The standard is explicit about this. Subclause 10.6 Syntax Rule 18
(ISO/IEC 9075-16:2023) states:
"The scope of an <element variable> that is declared by an
<element pattern> EP is the innermost <graph table> containing EP."
The scope is the entire <graph table>, not "from the point of
declaration onward." So a forward reference like your second example
is just as valid as the backward reference in the first.
The current implementation registers variables into gpstate->variables
sequentially inside transformGraphElementPattern(), which makes forward
references invisible at transform time.
So we might follow the same behavior. The solution I came out is in
> transformPathTerm
> we collect gpstate->variables before each transformGraphElementPattern.
>
> Something like:
>
> transformPathTerm(ParseState *pstate, List *path_term)
> {
> List *result = NIL;
> + GraphTableParseState *gpstate = pstate->p_graph_table_pstate;
> +
> + /*
> + * First gather all element variables from this path term so that
> WHERE
> + * clauses in any element pattern can reference variables
> appearing anywhere
> + * in the term, regardless of order.
> + */
> + foreach_node(GraphElementPattern, gep, path_term)
> + {
> + if (gep->variable)
> + {
> + String *v = makeString(pstrdup(gep->variable));
> +
> + if (!list_member(gpstate->variables, v))
> + gpstate->variables =
> lappend(gpstate->variables, v);
> + }
> + }
>
> foreach_node(GraphElementPattern, gep, path_term)
> result = lappend(result,
>
> Thoughts?
This correctly matches the standard's scoping semantics for a
single path term.
One thing worth noting for the future: the standard says the
variable scope covers the entire <graph table> (SR 18), which
means cross-path-term references should also work once we support
multiple path patterns.
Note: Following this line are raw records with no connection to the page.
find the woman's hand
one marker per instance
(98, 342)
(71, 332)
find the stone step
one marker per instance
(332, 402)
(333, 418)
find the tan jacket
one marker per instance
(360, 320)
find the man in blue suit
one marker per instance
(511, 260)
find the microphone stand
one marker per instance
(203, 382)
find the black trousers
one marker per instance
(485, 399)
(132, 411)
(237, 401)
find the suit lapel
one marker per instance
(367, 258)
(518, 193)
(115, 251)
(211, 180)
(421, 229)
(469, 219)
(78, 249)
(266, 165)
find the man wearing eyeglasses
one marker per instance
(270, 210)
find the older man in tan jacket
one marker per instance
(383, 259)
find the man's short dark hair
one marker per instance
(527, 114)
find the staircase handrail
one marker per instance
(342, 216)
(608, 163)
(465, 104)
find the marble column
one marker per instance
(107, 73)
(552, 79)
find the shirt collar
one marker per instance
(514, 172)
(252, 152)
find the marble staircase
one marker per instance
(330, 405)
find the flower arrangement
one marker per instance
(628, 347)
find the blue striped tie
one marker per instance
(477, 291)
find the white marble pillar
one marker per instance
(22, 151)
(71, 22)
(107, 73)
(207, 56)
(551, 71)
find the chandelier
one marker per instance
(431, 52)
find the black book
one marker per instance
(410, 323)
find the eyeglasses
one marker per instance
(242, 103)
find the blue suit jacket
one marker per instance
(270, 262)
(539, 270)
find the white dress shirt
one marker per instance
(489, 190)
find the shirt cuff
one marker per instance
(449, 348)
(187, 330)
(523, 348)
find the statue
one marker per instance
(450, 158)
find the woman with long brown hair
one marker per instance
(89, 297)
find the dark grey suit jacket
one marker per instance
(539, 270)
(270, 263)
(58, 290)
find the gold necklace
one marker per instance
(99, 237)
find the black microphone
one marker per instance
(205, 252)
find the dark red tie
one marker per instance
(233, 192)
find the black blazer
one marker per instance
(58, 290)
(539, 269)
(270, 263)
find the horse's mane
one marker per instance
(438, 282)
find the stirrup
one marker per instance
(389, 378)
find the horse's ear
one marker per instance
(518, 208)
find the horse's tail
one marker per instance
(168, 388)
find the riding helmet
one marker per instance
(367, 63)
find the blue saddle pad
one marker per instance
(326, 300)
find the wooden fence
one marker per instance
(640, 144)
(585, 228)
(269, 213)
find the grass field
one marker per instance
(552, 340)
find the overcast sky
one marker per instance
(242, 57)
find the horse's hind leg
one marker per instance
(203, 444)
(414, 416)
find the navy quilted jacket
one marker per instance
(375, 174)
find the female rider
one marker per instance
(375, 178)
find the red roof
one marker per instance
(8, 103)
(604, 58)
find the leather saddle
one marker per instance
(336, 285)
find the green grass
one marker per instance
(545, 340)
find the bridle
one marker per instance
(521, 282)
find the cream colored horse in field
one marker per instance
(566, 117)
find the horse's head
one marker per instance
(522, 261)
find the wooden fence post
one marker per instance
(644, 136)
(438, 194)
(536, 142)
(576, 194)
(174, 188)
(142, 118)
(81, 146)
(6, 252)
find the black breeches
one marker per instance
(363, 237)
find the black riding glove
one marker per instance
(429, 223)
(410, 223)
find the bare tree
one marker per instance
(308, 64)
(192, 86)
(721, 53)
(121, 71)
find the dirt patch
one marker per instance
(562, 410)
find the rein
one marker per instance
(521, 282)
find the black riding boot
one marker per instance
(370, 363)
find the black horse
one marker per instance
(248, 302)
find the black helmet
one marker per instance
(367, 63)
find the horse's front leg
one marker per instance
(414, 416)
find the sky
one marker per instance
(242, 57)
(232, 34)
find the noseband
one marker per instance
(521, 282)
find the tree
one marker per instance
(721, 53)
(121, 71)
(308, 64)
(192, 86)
For example:
MATCH (a IS users WHERE b.name != a.name)-[]->(x IS users),
(b IS users)-[]->(y IS users)
Here `b` is declared in the second path term but forward-referenced
in the first. Pre-collecting inside transformPathTerm would not see
`b` when processing the first path term. Moving the collection up
to transformPathPatternList, spanning all path terms before any
transformation, would cover both cases. I'll be posting a
multi-pattern path matching patch soon in a separate thread.
Regards,
Henson